Apple iPhone XS and iPhone XS Max are facing some scrutiny over the quality of photos, with users complaining that the camera is ‘smoothing’ out skin in selfies, and even in rear-camera photos. There’s a whole dedicated thread on Reddit discussing whether Apple is applying some sort of skin smoothing beauty filter to the selfie photos, which would be a first for the company. In contrast, Android phones have been applying beauty filters to selfie and rear-camera photos for quite a while now.
YouTuber Lewis Hilsenteger, who runs the channel Unbox Therapy also posted on Twitter about the issue. He had previously pointed out the iPhone XS Max charging issue on his channel. Users have also taken to Twitter to discuss this skin smoothing issue at length.
On Reddit, some have compared the photos to a Snapchat filter effect. Others have shared samples showing the difference in photos taken with an iPhone X and iPhone XS with the skin smoothing problem in focus. A user named Abdul Dremali, whose selfies with the skin smoothing effect highlighted first went viral, also posted a tweet saying Apple reached out to him and confirmed they are working in this issue.
Read more: Apple iPhone XS review
Dremali wrote on Twitter in reply to a 9to5Mac article, “i’m the guy in these pics. Apple reached out to me yesterday and are working on this issue actively.”
Apple has not yet given a public comment on the same. Meanwhile, some users have commented on the Reddit Thread that turning off the Smart HDR feature can fix the problem to an extent.
Check out his tweet below
i’m the guy in these pics. Apple reached out to me yesterday and are working on this issue actively.

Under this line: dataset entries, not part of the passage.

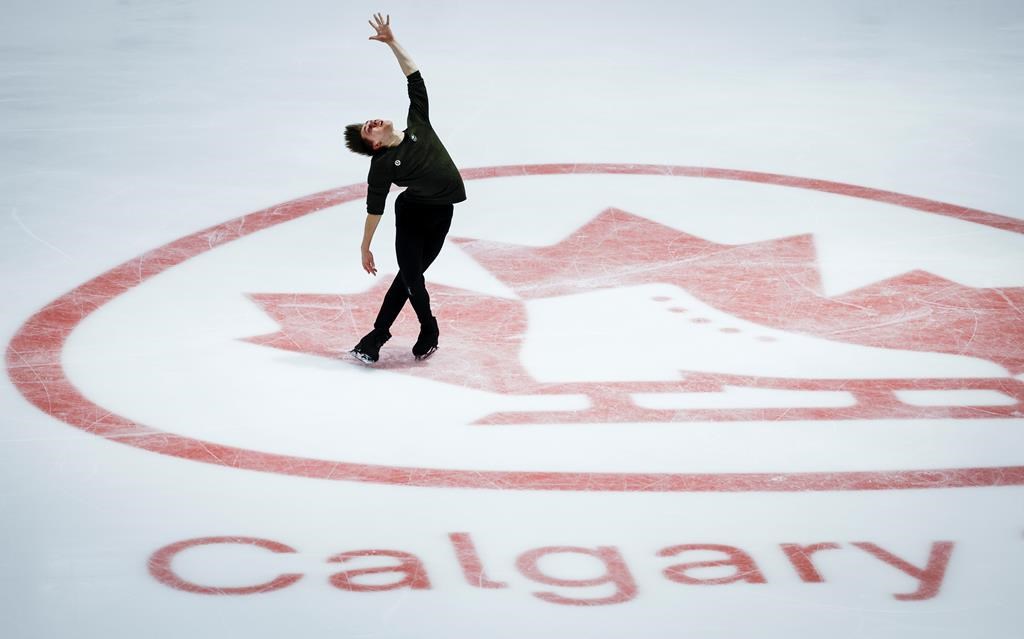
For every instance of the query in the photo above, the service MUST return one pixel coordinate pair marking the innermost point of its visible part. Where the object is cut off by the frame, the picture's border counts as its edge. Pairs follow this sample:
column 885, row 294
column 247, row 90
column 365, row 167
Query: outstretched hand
column 383, row 28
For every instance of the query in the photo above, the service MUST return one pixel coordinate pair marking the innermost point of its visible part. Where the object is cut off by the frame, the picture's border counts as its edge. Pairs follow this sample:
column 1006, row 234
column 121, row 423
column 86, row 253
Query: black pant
column 420, row 232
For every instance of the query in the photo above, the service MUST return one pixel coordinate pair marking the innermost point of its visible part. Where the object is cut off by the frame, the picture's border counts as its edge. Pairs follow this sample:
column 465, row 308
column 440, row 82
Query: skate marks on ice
column 654, row 325
column 492, row 342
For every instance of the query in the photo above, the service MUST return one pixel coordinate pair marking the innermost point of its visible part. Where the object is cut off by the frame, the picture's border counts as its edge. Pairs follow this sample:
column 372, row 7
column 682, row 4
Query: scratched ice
column 731, row 322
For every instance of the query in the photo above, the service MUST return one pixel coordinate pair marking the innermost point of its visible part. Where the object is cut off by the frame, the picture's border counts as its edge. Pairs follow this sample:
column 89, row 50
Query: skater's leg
column 393, row 302
column 409, row 249
column 435, row 239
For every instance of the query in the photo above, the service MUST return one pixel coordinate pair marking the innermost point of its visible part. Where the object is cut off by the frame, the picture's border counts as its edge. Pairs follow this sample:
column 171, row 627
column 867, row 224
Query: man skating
column 415, row 159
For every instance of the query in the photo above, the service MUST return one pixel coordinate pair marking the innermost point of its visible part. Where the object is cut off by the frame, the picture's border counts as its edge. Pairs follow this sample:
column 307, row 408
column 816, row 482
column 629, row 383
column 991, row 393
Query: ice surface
column 762, row 439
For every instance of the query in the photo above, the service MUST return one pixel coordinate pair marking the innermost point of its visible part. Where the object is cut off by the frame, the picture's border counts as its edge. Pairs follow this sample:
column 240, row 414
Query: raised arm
column 383, row 28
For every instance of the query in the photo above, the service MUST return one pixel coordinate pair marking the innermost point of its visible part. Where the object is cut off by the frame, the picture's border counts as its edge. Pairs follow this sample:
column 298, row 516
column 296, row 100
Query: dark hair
column 354, row 140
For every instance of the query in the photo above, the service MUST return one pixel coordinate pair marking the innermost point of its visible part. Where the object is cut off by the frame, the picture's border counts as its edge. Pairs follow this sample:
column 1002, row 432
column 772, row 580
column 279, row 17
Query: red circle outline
column 34, row 364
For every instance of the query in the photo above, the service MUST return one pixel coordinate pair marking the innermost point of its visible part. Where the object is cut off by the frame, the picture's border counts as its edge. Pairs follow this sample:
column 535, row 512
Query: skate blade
column 364, row 357
column 426, row 354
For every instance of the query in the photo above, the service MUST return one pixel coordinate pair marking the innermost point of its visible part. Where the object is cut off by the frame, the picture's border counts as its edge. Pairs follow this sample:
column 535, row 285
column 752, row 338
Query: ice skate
column 369, row 348
column 426, row 343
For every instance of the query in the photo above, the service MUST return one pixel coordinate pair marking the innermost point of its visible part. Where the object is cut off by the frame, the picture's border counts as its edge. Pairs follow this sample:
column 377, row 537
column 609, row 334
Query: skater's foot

— spooky duley 🎃 (@Advil) September 28, 2018
iPhone XS and skin smoothing: What this developer had to say
However, Sebastiaan de With, who is the developer of iOS app Halide that lets users shoot in RAW and other modes, has written a detailed blog post on Medium, explaining what is happening with the iPhone XS camera. The Halide app is a paid one on iOS and costs Rs 499.
The developer disagrees that skin smoothing is an issue and says ‘it doesn’t exist.’ He points out that there is “better and more aggressive noise reduction due to merged exposures.” These “merged exposures” are “reducing sharpness by eliminating sharp light/dark contrasts where light hits parts of the skin,” according to him.
Apple has discussed in its iPhone XS presentation, where it talked about how the camera will now capture a number of images, at various levels of exposure and merge them to create the best result. This is what Google is also doing with the Pixel 2 smartphones, and results in photos which are brighter, though this can come at the cost of more noise and loss of details.
Apple has called this computational photography, As the developer explains, “iPhone XS merges exposures and reduces the brightness of the bright areas and reduces the darkness of the shadows. The detail remains, but we can perceive it as less sharp because it lost local contrast.”
He also points out that it is not just skin, which is impacted by the iPhone XS camera, but anything which is dark tends to have a smoother look thanks to the software, which is more aggressive at noise reduction than previous iPhones.
On the selfie camera issue, he points out that because the sensor is smaller, and “takes in less light, which in turn means more noise, and thus more noise reduction.” The result of this noise reduction is that the skin appears to be smoother, thanks to the Smart HDR and computational-photography.
He’s also pointed out that shooting in RAW on iPhone XS results in not so great images, and iPhone X performs better. To fix this, the Halide app is adding a new Smart RAW feature to get better images in RAW mode, and it does this by avoiding Smart HDR altogether.
According to With, users can turn off Smart HDR to get rid of some of the HDR impact on their photos. The developer notes that this is just the first version of Apple’s Smart HDR and the company can improve it. And if one goes by Abdul Dremali’s tweet, Apple might well be working on a fix.